Der dritte Teil von "L'image du roi" versammelt Beiträge, die sich in der Mehrzahl unterschiedlichen Facetten der Porträtkunst widmen und auch Bildnisse anderer europäischer Herrscherhäuser (Habsburg, Stuart) in den Blick nehmen. Étienne Jollet schildert die Kunst der Clouet am Hof der Valois-Könige und analysiert den Blick des Königs aus dem Bild im Kontext der komplizierten Blickregime der Zeit.
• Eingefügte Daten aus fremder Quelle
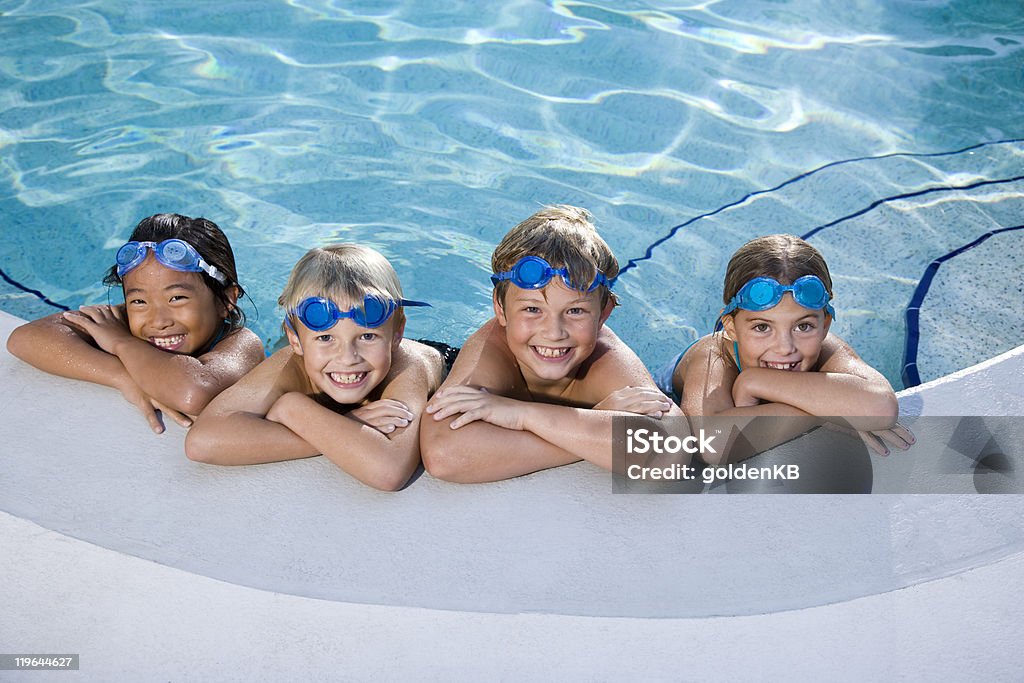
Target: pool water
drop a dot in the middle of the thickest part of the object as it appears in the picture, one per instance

Isabelle Oger untersucht druckgrafische Porträts Heinrichs III., der mit der triumphalen Selbstinszenierung seiner Vorgänger brach und sich stattdessen als ein bußfertiger Gefolgsmann Gottes präsentierte und so den messianischen Heilserwartungen seiner Zeit zulieferte.
Der Tagungsband besticht durch die große Bandbreite des vorgestellten Materials und der eingenommenen Perspektiven und ist gleichwohl ein ausgesprochen konzentriertes, das "Bild des Königs" und seine Problemstellen nie aus den Augen verlierendes Buch. Mit seinen sämtlich sachkundig und auf hohem Niveau argumentierenden Beiträgen dürfte "L'image du roi" ein vielfach und über Fächergrenzen hinweg rezipiertes Werk werden, das weitere Forschungen zum Thema anregt und vorantreibt.
Anmerkungen:
[1] New Haven und London: Yale University Press 1992. Die deutsche Ausgabe, erstmals 1993 im Verlag Klaus Wagenbach, Berlin, erschienen, trägt den Titel: "Ludwig XIV. Die Inszenierung des Sonnenkönigs".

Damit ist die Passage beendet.